Было ли такое разделение сознательной стратегией? Я не знал наверняка. Но я подозревал, что наилучшим способом интерпретации паттерна является концепция габитуса, разработанная французским антропологом Бурдье. Эта теория утверждает, что то, как человек организует пространство, отражает ментальные и культурные "карты", унаследованные нами от окружающей среды, но по мере того как мы перемещаемся в этом пространстве, используя знакомые привычки, эти действия усиливают эти общие ментальные карты и делают их настолько естественными и неизбежными, что мы их совсем не замечаем. Мы являемся существами окружающей среды в социальном, ментальном и физическом смысле, и эти аспекты усиливают друг друга (именно поэтому слова "привычка" и "среда обитания" в английском языке имеют один и тот же лингвистический корень). Всякий раз, когда Хасан переключался с русского на таджикский или ел на работе хлеб, а его жена соблюдала Рамадан, он отражал и воспроизводил чувство разделенности, которое смягчало "столкновение" между исламом и коммунизмом. Или, говоря иначе, понятие "коммунизм" было переосмыслено в деревне таким образом, что это позволяло не конфликтовать, а приспосабливаться к двум системам. Первоначальное предположение, которое легло в основу моей докторской диссертации, почерпнутое из западных внешнеполитических кругов и таких групп, как ЦРУ, оказалось ошибочным.

Летом 1991 г. я покинул горы Оби-Сафед и вернулся в плоский, привычный мир Кембриджского университета. Я с нетерпением ждал, когда смогу написать отчет о своих исследованиях, поскольку чувствовал, что наткнулся на важную идею - а именно, что теория "мягкого подбрюшья" времен холодной войны ошибочна, - и надеялся, что это позволит мне построить академическую карьеру в области антропологии или советских исследований. Однако затем жизнь приняла необычный оборот. Вскоре после моего возвращения в Москве произошел переворот, в результате которого был свергнут советский премьер Михаил Горбачев. Советский Союз начал распадаться. Это стало ударом для моей научной деятельности, поскольку темой моей докторской диссертации неожиданно стала история, а не современная антропология. Но тут появилась новая возможность. Я всегда флиртовал с идеей стать журналистом, поскольку эта профессия, как и антропология, была связана с любопытством. Когда Советский Союз погрузился в хаос, появилась возможность стать временным стажером-репортером газеты Financial Times в Советском Союзе. Я ухватился за нее.

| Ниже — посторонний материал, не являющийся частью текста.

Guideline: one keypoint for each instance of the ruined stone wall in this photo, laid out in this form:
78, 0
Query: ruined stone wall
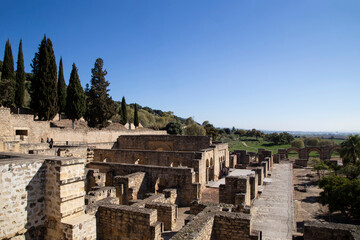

Семь месяцев спустя, поздней весной 1992 года, я узнал, что в Таджикистане бурлит политический протест. И я снова полетел на самолете в Душанбе, но уже в качестве репортера. Поначалу улицы выглядели до жути неизменными: ряды сталинских многоэтажек и нагромождение плоских глинобитных домов. Но затем события приняли бурный характер: на улицах появились протестующие, начались столкновения, правительственные войска дали отпор, разгорелись перестрелки, которые впоследствии вылились в гражданскую войну, унесшую в итоге многие десятки тысяч жизней. Напуганный и испуганный, я укрылся в гостинице в Душанбе вместе с другими журналистами, включая Маркуса, репортера из Daily Telegraph, о котором идет речь в предисловии.

Они засыпали меня вопросами о том, что происходит. Поначалу я не знал, что ответить. Когда я жил в Оби-Сафеде год назад, этот уголок Советского Союза казался мне настолько мирным, что я даже не мог представить себе мир, в котором общество может рухнуть. Всегда трудно представить себе системный коллапс, и, несмотря на все дебаты о "мягком подбрюшье" в западных политических кругах, никто в том мире всерьез не предполагал, что Советский Союз действительно может развалиться так быстро. Неужели все мои исследования были пустой тратой времени? Я продолжал задаваться вопросом.